This post is regarding the introduction of the R.

what is R? R is just like the other programming languages like python, java, c. The main difference comes here - R is powerful in performing statistical computations. R is a high-level language and an environment predominantly used for data analysis and graphics. R is more commonly used by Data Scientists, Statisticians and lot more who desires to extract the valuable insights from the data.

why is it named R? R is named after the first letters of the names of creators who crafted it. R was created by Ross Ihaka and Robert Gentleman at the University of Auckland, New Zealand.

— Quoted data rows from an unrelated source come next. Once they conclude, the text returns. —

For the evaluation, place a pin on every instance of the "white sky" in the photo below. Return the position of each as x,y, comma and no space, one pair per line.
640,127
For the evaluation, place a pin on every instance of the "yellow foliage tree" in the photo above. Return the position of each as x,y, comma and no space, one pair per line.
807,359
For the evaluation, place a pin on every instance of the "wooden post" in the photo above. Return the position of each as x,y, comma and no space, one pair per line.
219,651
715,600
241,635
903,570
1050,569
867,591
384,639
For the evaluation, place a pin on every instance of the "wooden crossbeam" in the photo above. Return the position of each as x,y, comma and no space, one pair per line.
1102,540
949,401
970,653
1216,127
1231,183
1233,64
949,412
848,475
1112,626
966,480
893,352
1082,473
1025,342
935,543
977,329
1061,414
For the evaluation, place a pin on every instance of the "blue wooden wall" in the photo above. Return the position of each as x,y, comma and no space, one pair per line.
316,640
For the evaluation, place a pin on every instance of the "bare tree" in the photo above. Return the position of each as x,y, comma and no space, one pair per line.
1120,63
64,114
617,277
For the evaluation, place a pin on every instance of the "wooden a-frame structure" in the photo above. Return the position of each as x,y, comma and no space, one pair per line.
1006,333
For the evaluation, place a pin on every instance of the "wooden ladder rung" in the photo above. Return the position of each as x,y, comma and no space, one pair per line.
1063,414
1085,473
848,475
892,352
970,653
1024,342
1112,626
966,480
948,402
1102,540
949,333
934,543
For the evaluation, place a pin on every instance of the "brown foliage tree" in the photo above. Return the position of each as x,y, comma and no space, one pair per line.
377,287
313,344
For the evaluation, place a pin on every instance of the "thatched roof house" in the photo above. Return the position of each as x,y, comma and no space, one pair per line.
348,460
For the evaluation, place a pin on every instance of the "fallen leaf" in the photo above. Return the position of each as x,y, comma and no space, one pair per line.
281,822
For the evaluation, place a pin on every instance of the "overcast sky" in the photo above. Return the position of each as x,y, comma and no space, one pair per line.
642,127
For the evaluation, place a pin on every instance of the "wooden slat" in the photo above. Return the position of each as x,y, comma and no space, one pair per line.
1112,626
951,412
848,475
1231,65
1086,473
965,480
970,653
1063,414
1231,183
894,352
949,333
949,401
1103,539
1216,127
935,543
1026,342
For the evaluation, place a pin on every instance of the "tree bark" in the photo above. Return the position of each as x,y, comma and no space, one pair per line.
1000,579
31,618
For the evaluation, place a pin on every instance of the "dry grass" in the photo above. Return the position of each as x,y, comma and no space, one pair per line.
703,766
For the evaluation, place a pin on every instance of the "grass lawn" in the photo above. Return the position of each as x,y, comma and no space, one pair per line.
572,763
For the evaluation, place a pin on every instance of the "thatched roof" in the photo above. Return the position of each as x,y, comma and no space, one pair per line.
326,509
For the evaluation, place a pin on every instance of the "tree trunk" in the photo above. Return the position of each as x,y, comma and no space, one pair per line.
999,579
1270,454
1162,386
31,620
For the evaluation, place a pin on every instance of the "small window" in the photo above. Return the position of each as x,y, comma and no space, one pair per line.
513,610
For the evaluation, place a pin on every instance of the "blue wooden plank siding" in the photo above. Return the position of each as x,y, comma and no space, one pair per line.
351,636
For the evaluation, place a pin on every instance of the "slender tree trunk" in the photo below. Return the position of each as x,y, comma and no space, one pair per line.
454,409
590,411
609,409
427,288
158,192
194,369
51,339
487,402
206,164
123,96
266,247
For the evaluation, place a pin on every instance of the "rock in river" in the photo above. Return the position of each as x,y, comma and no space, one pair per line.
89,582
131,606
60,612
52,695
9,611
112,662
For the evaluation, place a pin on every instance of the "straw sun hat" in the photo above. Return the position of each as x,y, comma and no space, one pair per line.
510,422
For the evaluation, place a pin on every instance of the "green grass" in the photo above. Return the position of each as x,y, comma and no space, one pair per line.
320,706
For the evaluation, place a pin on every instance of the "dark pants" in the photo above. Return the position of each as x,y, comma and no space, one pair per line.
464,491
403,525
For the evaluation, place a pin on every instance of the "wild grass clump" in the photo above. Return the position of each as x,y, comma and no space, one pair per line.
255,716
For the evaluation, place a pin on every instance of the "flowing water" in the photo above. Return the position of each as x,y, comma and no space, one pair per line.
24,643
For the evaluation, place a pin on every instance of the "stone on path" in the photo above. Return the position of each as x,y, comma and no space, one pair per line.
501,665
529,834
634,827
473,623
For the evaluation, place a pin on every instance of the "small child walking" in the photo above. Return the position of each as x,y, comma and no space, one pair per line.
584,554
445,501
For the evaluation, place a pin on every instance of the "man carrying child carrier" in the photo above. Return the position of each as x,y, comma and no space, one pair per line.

Why should you want to use R?  
  • The main reason for switching to R is to take advantage of its unrivalled coverage and the availability of new, cutting-edge applications in fields such as generalized mixed-effects modelling and generalized additive models. 
  • The next reason for learning R is that you want to be able to understand the literature. More and more people are reporting their results in the context of R, and it is important to know what they are talking about. 
  • Third, look around your discipline to see who else is using R: many of the top people will have switched to R already. A large proportion of the world’s leading statisticians use R, and this should tell you something (many, indeed, contribute to R, as you can see below).
  • Another reason for changing to R is the quality of back-up and support available. There is a superb network of dedicated R wizards out there on the web, eager to answer your questions. If you intend to invest sufficient effort to become good at statistical computing, then the structure of R and the ease with which you can write your own functions are major attractions. Last, and certainly not least, the product is free. This is some of the finest integrated software in the world, and yet it is yours for absolutely nothing. 
Why R for data analysis?
R is not the only language that can be used for data analysis.  Why R rather than another?  Here is a list:
  • interactive language
  • data structures
  • graphics
  • missing values
  • functions as first-class objects
  • packages
  • community
Data analysis is inherently an interactive process — what you see at one stage determines what you want to do next.  Interactivity is important.  Language is important.  The two together — an interactive language — is even more than their sum. 
R has a fantastic mechanism for creating data structures.  Obviously, if you are doing data analysis, you want to be able to put your data into a natural form.  You don’t have to warp your data into a particular structure because that is all that is available.
Graphics should be central to data analysis.  Humans are predominantly visual, we don’t intuitively grasp numbers like we do pictures.  It is easy to produce graphs for exploring data.  The default graphs can be tweaked to get publication-quality graphs.
Real data have missing values.  Missing values are an integral part of the R language.  Many functions have arguments that control how missing values are to be handled.
Functions, like mean and median, are objects that you can use as data.  You can easily change your analysis to use the median (or some strange estimate you make up on the spot) rather than the mean.
R has a package system that makes it extremely easy for people to add their own functionality so it is indistinguishable from the central part of R.  And people have.  There are thousands of packages that do all sorts of extraordinary things.
The R community is very strong and quite committed to improving data analysis

There are six key things to learn to effectively use R: 
  • how to organize the data
  • how to import the data into R
  • how to check the data once within R
  • how to select the appropriate statistical model and apply it correctly
  • how to interpret the output
  • how to present the analysis for publication 
The hardest part is selecting the right statistical method to implement on. It all comes by experience.
Never do an analysis that is more complicated than it needs to be. KIS - Keep It Simple.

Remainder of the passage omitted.